En se drapant sous de bonnes intentions, vis-à-vis, de ses concitoyens le gouvernement français, comme bon nombre d’autres gouvernements, n’est pas toujours prêt à accepter que des lanceurs d’alerte qui sont dans ce cas d’espèce, deux journalistes et fondateurs du média DISCLOSE (Mathias Destal et Geoffrey Livolsi), puissent révéler au grand jour des informations classifiées « Confidentiel défense ».

En Mai 2019 le média Disclose fait état d’une fuite d’un rapport rédigé le 25 septembre 2018 par la DRM (Direction du renseignement Militaire) intitulé « Yémen-situation sécuritaire ». Ce dernier explique, à l’aide de tableaux, comment les armes vendues par la France à l’Arabie Saoudite et aux Émirats Arabes Unis tuent des civils au Yémen. Informations jusque-là niées par le Président de la République Mr Emmanuel Macron et son Ministre des Armées Mme Florence Parly.
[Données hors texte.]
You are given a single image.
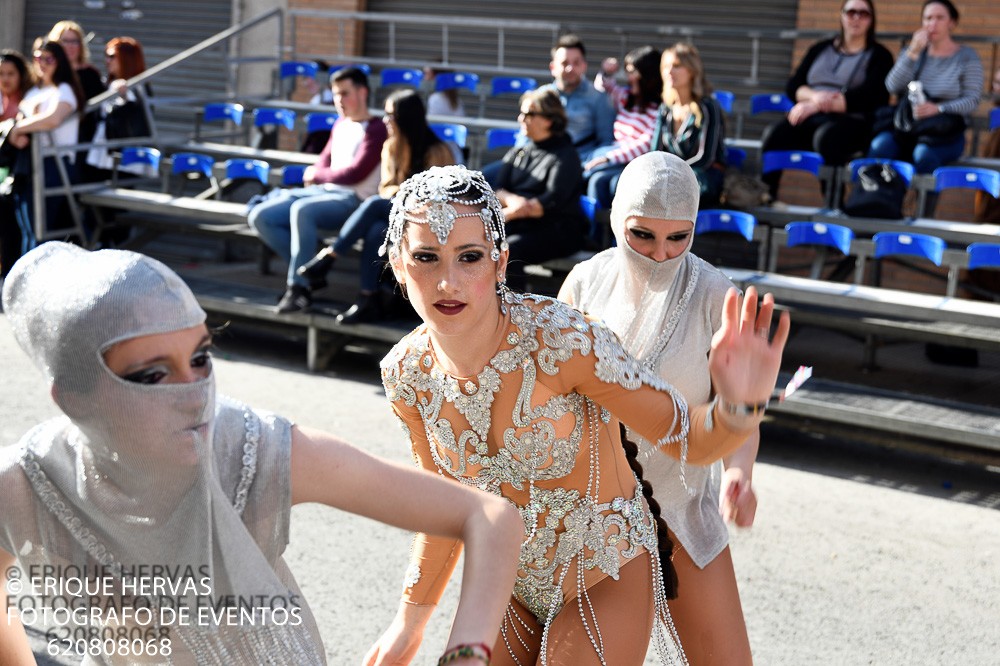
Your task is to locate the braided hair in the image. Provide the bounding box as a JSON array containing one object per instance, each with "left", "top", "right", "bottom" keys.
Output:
[{"left": 618, "top": 423, "right": 677, "bottom": 599}]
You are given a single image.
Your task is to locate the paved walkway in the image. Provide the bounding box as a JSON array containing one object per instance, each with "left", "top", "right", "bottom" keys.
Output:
[{"left": 0, "top": 315, "right": 1000, "bottom": 666}]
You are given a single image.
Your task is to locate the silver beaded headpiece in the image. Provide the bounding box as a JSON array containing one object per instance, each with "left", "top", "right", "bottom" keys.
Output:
[{"left": 379, "top": 164, "right": 507, "bottom": 261}]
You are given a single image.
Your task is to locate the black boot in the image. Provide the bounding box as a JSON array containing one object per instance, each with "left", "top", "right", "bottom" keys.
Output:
[
  {"left": 275, "top": 284, "right": 312, "bottom": 314},
  {"left": 295, "top": 250, "right": 337, "bottom": 290},
  {"left": 337, "top": 292, "right": 385, "bottom": 324}
]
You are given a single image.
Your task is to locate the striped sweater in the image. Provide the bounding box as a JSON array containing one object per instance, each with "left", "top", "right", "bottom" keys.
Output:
[
  {"left": 605, "top": 88, "right": 659, "bottom": 164},
  {"left": 885, "top": 46, "right": 983, "bottom": 116}
]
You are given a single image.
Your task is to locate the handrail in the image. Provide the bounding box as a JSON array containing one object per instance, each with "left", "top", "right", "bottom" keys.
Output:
[
  {"left": 86, "top": 8, "right": 285, "bottom": 111},
  {"left": 288, "top": 9, "right": 1000, "bottom": 86}
]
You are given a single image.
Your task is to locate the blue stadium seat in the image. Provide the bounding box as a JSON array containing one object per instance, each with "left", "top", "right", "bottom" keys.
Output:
[
  {"left": 694, "top": 210, "right": 757, "bottom": 241},
  {"left": 760, "top": 150, "right": 823, "bottom": 178},
  {"left": 872, "top": 231, "right": 944, "bottom": 266},
  {"left": 279, "top": 60, "right": 319, "bottom": 79},
  {"left": 431, "top": 123, "right": 469, "bottom": 148},
  {"left": 330, "top": 62, "right": 372, "bottom": 77},
  {"left": 202, "top": 102, "right": 243, "bottom": 125},
  {"left": 486, "top": 127, "right": 521, "bottom": 150},
  {"left": 965, "top": 243, "right": 1000, "bottom": 269},
  {"left": 381, "top": 67, "right": 424, "bottom": 88},
  {"left": 847, "top": 157, "right": 916, "bottom": 187},
  {"left": 253, "top": 109, "right": 295, "bottom": 130},
  {"left": 306, "top": 112, "right": 339, "bottom": 132},
  {"left": 170, "top": 153, "right": 215, "bottom": 178},
  {"left": 434, "top": 72, "right": 479, "bottom": 92},
  {"left": 934, "top": 167, "right": 1000, "bottom": 197},
  {"left": 281, "top": 164, "right": 306, "bottom": 187},
  {"left": 712, "top": 90, "right": 736, "bottom": 113},
  {"left": 580, "top": 194, "right": 601, "bottom": 224},
  {"left": 226, "top": 159, "right": 271, "bottom": 185},
  {"left": 118, "top": 146, "right": 160, "bottom": 169},
  {"left": 490, "top": 76, "right": 538, "bottom": 97},
  {"left": 965, "top": 243, "right": 1000, "bottom": 269},
  {"left": 750, "top": 93, "right": 795, "bottom": 115}
]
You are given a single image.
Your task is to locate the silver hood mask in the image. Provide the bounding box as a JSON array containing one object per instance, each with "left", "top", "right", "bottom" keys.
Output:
[{"left": 3, "top": 242, "right": 288, "bottom": 633}]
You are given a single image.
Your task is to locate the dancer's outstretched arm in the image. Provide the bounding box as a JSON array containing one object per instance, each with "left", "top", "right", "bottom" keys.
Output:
[{"left": 292, "top": 427, "right": 524, "bottom": 665}]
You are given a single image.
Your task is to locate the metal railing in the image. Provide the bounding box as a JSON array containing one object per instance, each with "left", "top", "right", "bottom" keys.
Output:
[{"left": 31, "top": 9, "right": 285, "bottom": 242}]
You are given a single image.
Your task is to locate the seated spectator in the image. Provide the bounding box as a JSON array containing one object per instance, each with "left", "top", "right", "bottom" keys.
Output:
[
  {"left": 868, "top": 0, "right": 983, "bottom": 176},
  {"left": 549, "top": 35, "right": 615, "bottom": 163},
  {"left": 298, "top": 90, "right": 454, "bottom": 324},
  {"left": 424, "top": 67, "right": 465, "bottom": 118},
  {"left": 299, "top": 60, "right": 333, "bottom": 106},
  {"left": 249, "top": 67, "right": 386, "bottom": 313},
  {"left": 298, "top": 60, "right": 333, "bottom": 155},
  {"left": 496, "top": 87, "right": 585, "bottom": 291},
  {"left": 761, "top": 0, "right": 892, "bottom": 200},
  {"left": 7, "top": 40, "right": 87, "bottom": 252},
  {"left": 974, "top": 67, "right": 1000, "bottom": 224},
  {"left": 0, "top": 49, "right": 35, "bottom": 279},
  {"left": 87, "top": 37, "right": 155, "bottom": 176},
  {"left": 583, "top": 46, "right": 663, "bottom": 211},
  {"left": 48, "top": 21, "right": 107, "bottom": 183},
  {"left": 652, "top": 42, "right": 726, "bottom": 209},
  {"left": 483, "top": 35, "right": 615, "bottom": 189},
  {"left": 0, "top": 49, "right": 35, "bottom": 121}
]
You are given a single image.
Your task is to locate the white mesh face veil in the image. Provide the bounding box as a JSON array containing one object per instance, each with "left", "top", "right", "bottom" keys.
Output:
[
  {"left": 588, "top": 151, "right": 699, "bottom": 360},
  {"left": 3, "top": 242, "right": 315, "bottom": 663},
  {"left": 379, "top": 164, "right": 507, "bottom": 261}
]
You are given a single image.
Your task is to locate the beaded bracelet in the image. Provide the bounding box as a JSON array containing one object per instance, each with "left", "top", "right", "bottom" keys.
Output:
[{"left": 437, "top": 643, "right": 493, "bottom": 666}]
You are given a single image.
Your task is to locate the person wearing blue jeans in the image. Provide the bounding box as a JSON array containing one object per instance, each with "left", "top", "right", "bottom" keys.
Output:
[
  {"left": 868, "top": 131, "right": 965, "bottom": 173},
  {"left": 248, "top": 185, "right": 361, "bottom": 287},
  {"left": 296, "top": 194, "right": 392, "bottom": 324},
  {"left": 247, "top": 67, "right": 388, "bottom": 314}
]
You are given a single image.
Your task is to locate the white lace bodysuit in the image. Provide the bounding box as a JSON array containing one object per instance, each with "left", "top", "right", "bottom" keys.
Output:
[{"left": 382, "top": 294, "right": 745, "bottom": 661}]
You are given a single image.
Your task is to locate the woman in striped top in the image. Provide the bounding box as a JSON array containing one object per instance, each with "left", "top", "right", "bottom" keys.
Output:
[
  {"left": 583, "top": 46, "right": 663, "bottom": 208},
  {"left": 868, "top": 0, "right": 983, "bottom": 173},
  {"left": 652, "top": 42, "right": 726, "bottom": 208}
]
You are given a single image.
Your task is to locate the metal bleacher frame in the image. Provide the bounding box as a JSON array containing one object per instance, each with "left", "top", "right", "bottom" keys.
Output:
[{"left": 27, "top": 9, "right": 1000, "bottom": 449}]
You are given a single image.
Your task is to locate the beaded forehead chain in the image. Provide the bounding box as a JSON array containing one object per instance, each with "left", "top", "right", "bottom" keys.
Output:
[{"left": 379, "top": 164, "right": 507, "bottom": 261}]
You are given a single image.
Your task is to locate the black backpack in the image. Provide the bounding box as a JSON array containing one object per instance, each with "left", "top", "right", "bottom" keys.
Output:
[{"left": 844, "top": 164, "right": 907, "bottom": 220}]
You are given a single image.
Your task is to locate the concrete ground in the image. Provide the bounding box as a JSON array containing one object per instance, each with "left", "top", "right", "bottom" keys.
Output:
[{"left": 0, "top": 315, "right": 1000, "bottom": 666}]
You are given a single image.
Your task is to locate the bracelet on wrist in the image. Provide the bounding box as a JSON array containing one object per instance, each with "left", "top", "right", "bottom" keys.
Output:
[
  {"left": 716, "top": 395, "right": 771, "bottom": 417},
  {"left": 437, "top": 643, "right": 493, "bottom": 666}
]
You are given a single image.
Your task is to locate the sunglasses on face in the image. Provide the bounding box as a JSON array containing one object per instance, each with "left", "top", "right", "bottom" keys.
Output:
[{"left": 844, "top": 9, "right": 872, "bottom": 19}]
A la suite de ces révélations, le 14 mai 2019, les journalistes de Disclose seront auditionnés par la Direction Générale du Renseignement Intérieur (DGSI). Ils feront objet d’une enquête préliminaire pour « compromission du secret de la défense nationale ». Il faudra attendre neuf mois pour que le procureur de la République classe l’enquête préliminaire ouverte contre les deux journalistes.

Le cas de Marc Echinger s’inscrit aussi dans ce type d’interrogation. Le fait de soulever des questions intéressantes dans l’affaire Areva ne donne pas un chèque en blanc pour formaliser des attaques qui sont décriées par d’autres. Le fait de se présenter comme un  » chevalier blanc », ne signifie pas qu’on a obligatoirement raison. S’adresser au Département de la justice américaine pour faire respecter les droits de l’homme ou lutter contre la corruption est une approche qui écarte sans autre forme de débat la suspicion qui plane sur l’usage du Droit par la démocratie américaine. Les Etats-Unis d’Amérique sont considérées aujourd’hui comme la principale puissance qui utilise éventuellement le Droit comme un instrument de pression géopolitique ou géoéconomique sur ses adversaires mais aussi sur ses alliés. Se tourner vers elle pour réclamer justice revient à nier une telle évidence.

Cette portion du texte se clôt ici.